The decisions end nearly three years of challenges by Siemens, Motorola and others in the telephone industry. The companies questioned Qualcomm's right to license Code Division Multiple Access (CDMA) to phone manufacturers. Siemens and Motorola, for example, believed they had the right to the patents in those countries and wanted to license CDMA themselves. CDMA is cell phone software developed by Qualcomm that runs in about 20 percent of the world's cell phones.
The patent wins are important to Qualcomm because the company makes most of its revenue by licensing CDMA to major phone makers and cellular providers. The patent decisions also protect Qualcomm's market share in Asia, one of the largest cell phone populations in the world.

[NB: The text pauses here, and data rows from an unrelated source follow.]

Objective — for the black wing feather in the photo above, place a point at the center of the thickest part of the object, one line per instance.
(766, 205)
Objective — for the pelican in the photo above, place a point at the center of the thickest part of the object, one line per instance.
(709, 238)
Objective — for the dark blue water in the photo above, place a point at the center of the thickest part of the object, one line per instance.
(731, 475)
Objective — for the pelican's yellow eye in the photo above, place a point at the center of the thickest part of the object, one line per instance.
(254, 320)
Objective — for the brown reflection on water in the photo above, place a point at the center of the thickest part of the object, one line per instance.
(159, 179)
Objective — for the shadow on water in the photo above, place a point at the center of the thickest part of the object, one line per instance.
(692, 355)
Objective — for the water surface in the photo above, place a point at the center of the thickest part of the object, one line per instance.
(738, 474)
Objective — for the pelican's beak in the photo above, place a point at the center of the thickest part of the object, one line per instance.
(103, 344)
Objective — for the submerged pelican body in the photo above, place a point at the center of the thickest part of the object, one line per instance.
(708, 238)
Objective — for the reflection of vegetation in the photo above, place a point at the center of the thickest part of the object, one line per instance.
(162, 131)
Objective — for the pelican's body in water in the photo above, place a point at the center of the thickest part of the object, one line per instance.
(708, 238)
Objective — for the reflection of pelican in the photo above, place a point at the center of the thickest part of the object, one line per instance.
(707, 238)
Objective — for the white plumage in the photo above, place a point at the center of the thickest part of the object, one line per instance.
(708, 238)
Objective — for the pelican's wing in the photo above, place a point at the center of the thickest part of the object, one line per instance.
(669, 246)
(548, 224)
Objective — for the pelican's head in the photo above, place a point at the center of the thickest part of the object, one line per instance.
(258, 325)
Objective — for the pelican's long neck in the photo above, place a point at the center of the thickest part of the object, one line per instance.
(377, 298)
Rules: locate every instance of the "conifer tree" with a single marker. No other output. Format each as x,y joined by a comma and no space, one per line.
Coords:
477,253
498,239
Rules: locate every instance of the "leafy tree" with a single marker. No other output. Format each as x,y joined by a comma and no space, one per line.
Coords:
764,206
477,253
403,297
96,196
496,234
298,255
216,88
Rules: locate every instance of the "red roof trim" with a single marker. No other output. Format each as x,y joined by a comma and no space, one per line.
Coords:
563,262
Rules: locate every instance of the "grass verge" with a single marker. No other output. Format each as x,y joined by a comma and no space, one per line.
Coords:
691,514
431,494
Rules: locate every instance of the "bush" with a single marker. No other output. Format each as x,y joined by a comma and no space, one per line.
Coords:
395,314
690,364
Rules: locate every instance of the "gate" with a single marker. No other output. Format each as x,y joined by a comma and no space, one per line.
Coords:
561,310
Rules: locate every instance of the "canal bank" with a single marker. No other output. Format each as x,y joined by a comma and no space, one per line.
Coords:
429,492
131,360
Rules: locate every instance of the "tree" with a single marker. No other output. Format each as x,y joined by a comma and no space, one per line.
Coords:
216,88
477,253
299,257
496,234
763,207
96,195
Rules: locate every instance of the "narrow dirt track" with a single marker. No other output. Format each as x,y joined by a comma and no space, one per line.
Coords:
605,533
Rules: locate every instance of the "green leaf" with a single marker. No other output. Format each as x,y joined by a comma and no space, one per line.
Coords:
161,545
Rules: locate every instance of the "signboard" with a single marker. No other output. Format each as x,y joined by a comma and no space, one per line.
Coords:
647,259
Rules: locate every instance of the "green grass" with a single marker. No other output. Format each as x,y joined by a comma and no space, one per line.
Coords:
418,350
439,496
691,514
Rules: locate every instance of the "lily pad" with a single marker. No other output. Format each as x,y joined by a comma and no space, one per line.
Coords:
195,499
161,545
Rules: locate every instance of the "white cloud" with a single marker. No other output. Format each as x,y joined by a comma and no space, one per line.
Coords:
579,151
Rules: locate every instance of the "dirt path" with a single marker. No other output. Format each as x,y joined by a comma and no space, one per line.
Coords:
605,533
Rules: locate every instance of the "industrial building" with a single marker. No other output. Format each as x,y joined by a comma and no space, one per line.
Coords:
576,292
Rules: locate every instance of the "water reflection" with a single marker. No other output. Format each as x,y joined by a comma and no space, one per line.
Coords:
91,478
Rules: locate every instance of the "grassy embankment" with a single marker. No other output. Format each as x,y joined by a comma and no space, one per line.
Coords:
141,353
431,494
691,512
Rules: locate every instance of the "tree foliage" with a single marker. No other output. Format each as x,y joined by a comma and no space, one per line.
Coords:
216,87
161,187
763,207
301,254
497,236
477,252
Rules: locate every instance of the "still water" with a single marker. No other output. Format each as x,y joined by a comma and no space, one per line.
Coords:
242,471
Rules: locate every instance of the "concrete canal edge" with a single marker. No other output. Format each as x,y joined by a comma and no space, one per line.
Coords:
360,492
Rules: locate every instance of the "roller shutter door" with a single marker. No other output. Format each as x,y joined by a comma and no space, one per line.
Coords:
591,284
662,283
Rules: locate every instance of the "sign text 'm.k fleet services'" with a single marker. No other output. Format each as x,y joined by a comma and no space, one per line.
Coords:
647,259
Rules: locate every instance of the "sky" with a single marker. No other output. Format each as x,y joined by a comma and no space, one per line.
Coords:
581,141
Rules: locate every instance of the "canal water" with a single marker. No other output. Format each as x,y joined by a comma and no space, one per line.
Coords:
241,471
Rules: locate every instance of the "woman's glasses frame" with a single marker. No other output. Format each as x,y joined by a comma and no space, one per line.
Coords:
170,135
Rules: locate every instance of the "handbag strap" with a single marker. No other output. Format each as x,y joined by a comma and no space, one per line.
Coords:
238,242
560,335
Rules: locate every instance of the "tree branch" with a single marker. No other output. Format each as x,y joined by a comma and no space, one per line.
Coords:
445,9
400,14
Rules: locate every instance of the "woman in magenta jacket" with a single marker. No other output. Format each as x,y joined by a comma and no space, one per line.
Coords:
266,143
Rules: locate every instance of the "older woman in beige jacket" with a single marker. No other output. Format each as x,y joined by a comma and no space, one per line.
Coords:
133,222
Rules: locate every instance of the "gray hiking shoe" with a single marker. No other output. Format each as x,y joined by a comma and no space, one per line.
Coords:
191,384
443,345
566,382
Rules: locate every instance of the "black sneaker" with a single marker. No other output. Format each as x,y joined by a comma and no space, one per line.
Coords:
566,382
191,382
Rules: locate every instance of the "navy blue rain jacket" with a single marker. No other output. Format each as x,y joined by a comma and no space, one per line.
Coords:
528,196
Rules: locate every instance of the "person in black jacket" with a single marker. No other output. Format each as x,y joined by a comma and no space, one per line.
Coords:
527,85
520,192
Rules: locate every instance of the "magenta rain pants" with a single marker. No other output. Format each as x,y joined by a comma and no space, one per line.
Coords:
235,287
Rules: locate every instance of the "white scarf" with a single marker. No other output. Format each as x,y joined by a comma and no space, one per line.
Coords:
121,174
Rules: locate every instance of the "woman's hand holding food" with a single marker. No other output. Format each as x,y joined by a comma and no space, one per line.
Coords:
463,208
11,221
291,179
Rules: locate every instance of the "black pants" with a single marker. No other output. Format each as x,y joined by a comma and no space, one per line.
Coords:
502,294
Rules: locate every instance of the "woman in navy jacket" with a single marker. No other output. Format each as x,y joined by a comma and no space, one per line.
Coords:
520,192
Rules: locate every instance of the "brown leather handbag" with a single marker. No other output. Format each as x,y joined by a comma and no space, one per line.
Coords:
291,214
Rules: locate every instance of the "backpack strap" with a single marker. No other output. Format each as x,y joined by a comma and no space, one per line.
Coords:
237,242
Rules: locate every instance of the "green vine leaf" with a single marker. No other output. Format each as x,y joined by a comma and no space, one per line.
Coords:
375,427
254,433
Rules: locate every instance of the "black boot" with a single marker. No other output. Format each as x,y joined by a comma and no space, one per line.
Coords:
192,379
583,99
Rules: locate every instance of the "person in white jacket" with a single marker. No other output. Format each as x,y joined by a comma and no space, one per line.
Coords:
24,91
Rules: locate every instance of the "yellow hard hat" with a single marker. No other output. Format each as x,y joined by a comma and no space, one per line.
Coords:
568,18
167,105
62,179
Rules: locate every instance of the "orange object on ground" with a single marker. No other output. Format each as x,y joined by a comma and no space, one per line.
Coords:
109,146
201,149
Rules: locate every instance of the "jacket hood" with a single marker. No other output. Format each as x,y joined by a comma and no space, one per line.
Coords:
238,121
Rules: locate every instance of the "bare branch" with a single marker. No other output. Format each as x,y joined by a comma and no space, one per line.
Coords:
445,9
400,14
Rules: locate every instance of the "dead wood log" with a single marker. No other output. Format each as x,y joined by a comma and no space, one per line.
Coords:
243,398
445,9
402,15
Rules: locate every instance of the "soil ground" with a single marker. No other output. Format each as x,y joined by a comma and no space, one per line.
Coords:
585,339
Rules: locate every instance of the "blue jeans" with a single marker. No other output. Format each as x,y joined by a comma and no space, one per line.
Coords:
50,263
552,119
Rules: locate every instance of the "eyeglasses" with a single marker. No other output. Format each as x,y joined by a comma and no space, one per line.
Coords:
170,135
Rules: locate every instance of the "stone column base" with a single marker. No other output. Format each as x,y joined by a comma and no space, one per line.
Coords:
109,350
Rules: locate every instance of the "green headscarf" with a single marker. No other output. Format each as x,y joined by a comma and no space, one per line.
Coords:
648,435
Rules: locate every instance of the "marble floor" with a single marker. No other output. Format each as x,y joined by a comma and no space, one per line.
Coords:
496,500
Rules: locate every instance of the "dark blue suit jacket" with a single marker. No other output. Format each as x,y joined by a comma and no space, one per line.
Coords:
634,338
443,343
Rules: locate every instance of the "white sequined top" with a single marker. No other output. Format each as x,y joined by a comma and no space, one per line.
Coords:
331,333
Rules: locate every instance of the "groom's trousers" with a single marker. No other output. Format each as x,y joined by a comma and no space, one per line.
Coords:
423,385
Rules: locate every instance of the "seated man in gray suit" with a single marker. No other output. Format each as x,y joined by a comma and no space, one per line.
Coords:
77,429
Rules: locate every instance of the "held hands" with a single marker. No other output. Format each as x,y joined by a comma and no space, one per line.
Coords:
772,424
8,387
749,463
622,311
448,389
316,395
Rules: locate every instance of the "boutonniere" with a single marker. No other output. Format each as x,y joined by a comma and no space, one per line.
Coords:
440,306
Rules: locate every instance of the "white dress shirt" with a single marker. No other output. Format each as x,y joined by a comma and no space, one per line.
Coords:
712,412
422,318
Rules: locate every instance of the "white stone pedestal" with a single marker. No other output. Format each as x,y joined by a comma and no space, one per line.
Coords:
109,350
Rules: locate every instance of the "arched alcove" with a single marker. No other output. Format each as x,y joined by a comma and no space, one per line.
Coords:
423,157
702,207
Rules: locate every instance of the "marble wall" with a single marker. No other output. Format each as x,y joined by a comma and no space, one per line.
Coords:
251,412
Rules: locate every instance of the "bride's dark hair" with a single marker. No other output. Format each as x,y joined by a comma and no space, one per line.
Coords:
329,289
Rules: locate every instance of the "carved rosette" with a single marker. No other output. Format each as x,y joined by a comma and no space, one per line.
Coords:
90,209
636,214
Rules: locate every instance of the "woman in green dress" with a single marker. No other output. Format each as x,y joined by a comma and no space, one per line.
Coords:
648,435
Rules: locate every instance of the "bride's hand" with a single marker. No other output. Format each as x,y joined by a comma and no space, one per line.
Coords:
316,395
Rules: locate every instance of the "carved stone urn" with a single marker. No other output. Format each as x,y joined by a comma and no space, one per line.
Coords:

The European Patent Office on Wednesday upheld Qualcomm's rights to a patent for a device that controls the strength of a CDMA cell phone signal. Companies first began fighting this patent in 1998.
In Korea, Qualcomm's patent on a device that shapes radio waves so cell phones can send and receive calls was upheld. The decision set aside claims from three companies, Qualcomm said.
Japanese regulators have upheld Qualcomm's claim to a patent for technology that enables cell phone tower antennas to receive a number of different signals at once.
CDMA's rival is GSM, or Global Systems for Mobile Communications, which powers about 70 percent of the world's cell phones.